Friday, May 27, 2011

W 20

20.  Charny asks:   Two captains are at war with one another and the one has many friends and the other does, too, and more of their lineages and others as well.   And it happens that one has as many of his friends as he can get and goes against the other and damages the other greatly.   And in the company of the captain who has been harmed by the other there is a powerful man who has more to lose than the other captain who has been attacked; and the powerful man has many of his friends and members of his lineage in the service of the other captain who has been doing harm to the one who has been damaged, for they are more linked by lineage to the captain who has attacked him than they are to the other; but they are closer by lineage to the powerful man who has been harmed by the other.  And the powerful man fears to lose his property; so he goes to his friends of his lineage who are with the other captain whom he has been opposed to; so he composes letters of defiance and sends them to that captain and defies him as a principal party along with him who has been harmed.
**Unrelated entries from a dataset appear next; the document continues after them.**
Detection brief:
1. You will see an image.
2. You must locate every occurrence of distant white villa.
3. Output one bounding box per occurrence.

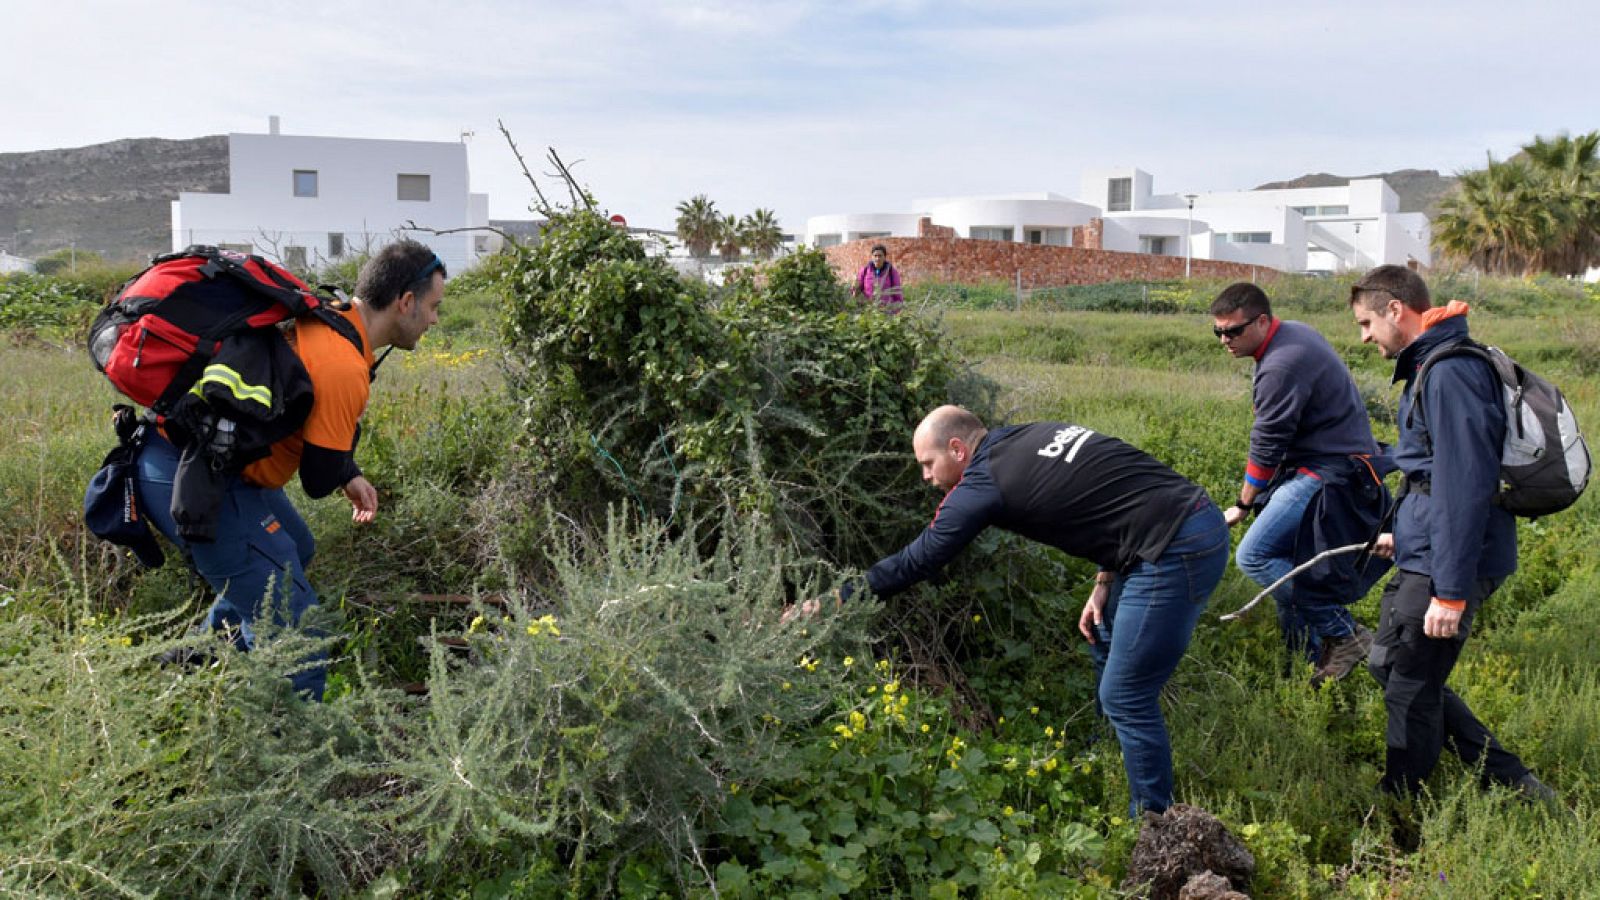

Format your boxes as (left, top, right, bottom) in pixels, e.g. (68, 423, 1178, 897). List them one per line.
(805, 167, 1432, 273)
(0, 252, 35, 274)
(172, 118, 491, 273)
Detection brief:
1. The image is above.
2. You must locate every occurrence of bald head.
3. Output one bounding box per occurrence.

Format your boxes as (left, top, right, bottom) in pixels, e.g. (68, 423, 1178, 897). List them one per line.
(912, 405, 988, 491)
(916, 405, 987, 448)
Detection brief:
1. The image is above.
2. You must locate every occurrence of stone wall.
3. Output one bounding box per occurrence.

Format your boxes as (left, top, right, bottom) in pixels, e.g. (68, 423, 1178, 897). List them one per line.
(826, 227, 1277, 290)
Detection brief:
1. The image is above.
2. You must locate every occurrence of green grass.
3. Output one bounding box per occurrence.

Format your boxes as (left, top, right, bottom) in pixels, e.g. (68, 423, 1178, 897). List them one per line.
(4, 273, 1599, 897)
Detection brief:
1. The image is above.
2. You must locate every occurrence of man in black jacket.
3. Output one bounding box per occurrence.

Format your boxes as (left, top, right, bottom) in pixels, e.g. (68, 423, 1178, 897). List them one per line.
(798, 405, 1229, 815)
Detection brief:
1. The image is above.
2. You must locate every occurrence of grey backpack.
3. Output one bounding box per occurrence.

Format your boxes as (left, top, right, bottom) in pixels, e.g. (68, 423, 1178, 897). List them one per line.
(1410, 340, 1591, 518)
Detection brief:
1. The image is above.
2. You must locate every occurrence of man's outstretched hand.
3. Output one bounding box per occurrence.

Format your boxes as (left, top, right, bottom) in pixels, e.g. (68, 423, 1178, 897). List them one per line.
(780, 597, 823, 625)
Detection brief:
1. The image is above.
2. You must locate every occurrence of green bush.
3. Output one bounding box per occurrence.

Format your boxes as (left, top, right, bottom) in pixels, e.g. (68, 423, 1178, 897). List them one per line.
(716, 656, 1124, 897)
(359, 511, 871, 895)
(498, 210, 985, 570)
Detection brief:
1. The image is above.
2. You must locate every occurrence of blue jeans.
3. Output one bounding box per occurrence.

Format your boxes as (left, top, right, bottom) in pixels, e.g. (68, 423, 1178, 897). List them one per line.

And then he requires the members of his lineage who are with the other party to aid him against the captain against whom he wants to make war as a principal.  And they respond that he is an ally, not a principal; for he came to war before as an ally, and now cannot make himself a principal party to the war.   The powerful man says he can do this.  What ought to be done by the law of arms, among all the good arguments that they know how to offer on either side, for by the custom of the country the chief can be chosen from among the helpers as much as from among the captains.